CONCLUSIONS: This study suggests that VD/VT Bohr and VD/VT Enghoff are not different when there is no hypoxemia (PaO2/FIO2 > 300) except in the case of status asthmaticus. In subjects with a low PaO2/FIO2, the method to measure VD/VT must be reported, and results cannot be easily compared if the measurement methods are not the same.
- respiratory physiological concepts
- mechanical ventilation
- pediatric ICU
- ventilation-perfusion ratio
- capnography
- ARDS
Introduction
Lung physiologic dead space (VD) is defined as the wasted tidal volume during respiration (ie, the volume remaining in the conducting airways [anatomical dead space] and in poorly perfused and non-perfused alveoli [alveolar dead space] that are not participating in gas exchange). Employing the law of mass conservation, Bohr proposed a formula using alveolar PCO2 (PACO2) to estimate physiologic dead space, expressed as a ratio of dead space volume (VD) to tidal volume (VT).1 Later, Enghoff proposed a simplification of Bohr's formulae to calculate the physiologic dead space ratio at the bedside using arterial PCO2 (PaCO2) instead of PACO2.1 Currently, physiologic dead space measurement is used by clinicians in the management of mechanical ventilation because CO2 removal is inversely proportional to VD/VT, and VD fluctuates considerably, depending upon the severity of lung disease.2 The dead space on VT (VD/VT) ratio informs caregivers as to the effect of therapeutic procedures such as prone positioning,3 surfactant administration,4 or lung recruitment maneuvers5,6 and provides information useful in prognostication, depending on the severity of lung disease in adults and children.7,8
Recent findings suggest that using PACO2 estimated by volumetric capnography can be appropriate to calculate the Bohr physiological dead space/tidal volume ratio (VD/VT Bohr). PaCO2 (Enghoff modification) can be used as well (VD/VT Enghoff). Especially in the case of lung injury, comparison of VD/VT Bohr and VD/VT Enghoff may have complementary physiological meaning, as recently suggested9,10: Bohr's equation estimates the true dead space (ie, high ventilation/perfusion [V̇/Q̇] units plus anatomical and mechanical dead space), whereas Enghoff's estimates not only the dead space but also the shunting and low V̇/Q̇ regions of the lungs (Fig. 1). We conducted a prospective observational study to compare Bohr's and Enghoff's measurements of VD/VT in mechanically ventilated children, and we hypothesized that a difference between these 2 measurements may be observed in cases of lung injury. If confirmed, a large difference between VD/VT Bohr and VD/VT Enghoff would indicate significant lung heterogeneity with regard to the degree of shunt and low V̇/Q̇ regions in the lungs.

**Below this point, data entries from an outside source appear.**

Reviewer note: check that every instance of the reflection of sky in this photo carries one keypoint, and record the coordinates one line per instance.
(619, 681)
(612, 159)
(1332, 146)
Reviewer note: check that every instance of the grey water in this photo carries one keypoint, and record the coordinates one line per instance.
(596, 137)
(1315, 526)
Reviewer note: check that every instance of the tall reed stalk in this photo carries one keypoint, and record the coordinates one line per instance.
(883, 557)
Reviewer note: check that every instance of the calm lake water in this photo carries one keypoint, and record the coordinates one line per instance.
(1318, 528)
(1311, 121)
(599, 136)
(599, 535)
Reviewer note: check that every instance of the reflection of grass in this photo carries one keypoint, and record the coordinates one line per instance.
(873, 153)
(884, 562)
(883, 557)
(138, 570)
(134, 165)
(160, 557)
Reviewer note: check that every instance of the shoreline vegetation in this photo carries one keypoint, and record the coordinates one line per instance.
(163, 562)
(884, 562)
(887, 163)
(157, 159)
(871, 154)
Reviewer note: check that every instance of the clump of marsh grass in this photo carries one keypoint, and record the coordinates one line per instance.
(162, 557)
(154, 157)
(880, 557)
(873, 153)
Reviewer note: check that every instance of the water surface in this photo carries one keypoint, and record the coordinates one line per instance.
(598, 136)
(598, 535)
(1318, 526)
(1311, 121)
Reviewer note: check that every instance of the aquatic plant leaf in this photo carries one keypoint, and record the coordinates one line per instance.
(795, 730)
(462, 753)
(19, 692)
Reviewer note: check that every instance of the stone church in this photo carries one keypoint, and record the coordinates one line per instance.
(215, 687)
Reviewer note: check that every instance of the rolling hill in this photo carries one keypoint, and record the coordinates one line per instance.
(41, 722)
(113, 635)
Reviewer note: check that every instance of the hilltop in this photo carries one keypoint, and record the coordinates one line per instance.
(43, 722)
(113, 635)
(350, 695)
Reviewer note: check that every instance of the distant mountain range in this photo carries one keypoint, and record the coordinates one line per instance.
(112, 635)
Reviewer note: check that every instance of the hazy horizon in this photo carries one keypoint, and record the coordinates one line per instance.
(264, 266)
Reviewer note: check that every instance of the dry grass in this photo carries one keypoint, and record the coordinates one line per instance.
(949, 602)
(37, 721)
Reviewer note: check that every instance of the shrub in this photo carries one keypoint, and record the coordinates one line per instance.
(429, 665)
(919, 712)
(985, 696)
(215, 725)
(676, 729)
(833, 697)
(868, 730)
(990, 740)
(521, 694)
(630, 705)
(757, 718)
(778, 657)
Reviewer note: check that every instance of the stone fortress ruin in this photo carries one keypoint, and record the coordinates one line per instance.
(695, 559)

A: Representation of a volumetric capnogram with a schematic approach for the measurement of dead space. Noninvasive estimation of dead space is related to Bohr's approach after estimation of alveolar PCO2 (PACO2), whereas Enghoff's method requires an invasive measurement of arterial PCO2 (PaCO2). PACO2 is calculated as the middle point of a line joining the intersection of S2 and S3 slopes and end-tidal PCO2 (PETCO2). P̄ECO2 is mixed expiratory PCO2 that corresponds to the integration of the PCO2 vs tidal volume curve. Airway dead space (VDaw) is calculated according Fowler's method (ie, the equality of area p and q). B: A representation of Riley's model of the lung with a superposition of Bohr and Enghoff dead space assessment formulas. In the bottom, the ventilation/perfusion ratio (V̇/Q̇) tends to infinity (dead space); in the top, V̇/Q̇ tends to zero and represents the amount of venous admixture or shunt. Enghoff's dead space (arrows on the left) is the addition of high V̇/Q̇ and low V̇/Q̇ units. It may be higher than Bohr's dead space (arrow on the right), which represents “pure dead space” (ie, high V̇/Q̇ units). Data from Reference 10.
QUICK LOOK
Current knowledge
Monitoring dead space ratio in critically ill patients is of prognostic value and may help to manage ventilator settings in patients with ARDS. Recent studies on the estimation of dead space using volumetric capnography validate a noninvasive estimation of alveolar CO2 pressure (PACO2) to calculate Bohr dead space, whereas most studies have used physiologic dead space (Enghoff dead space, replacing PACO2 with PaCO2).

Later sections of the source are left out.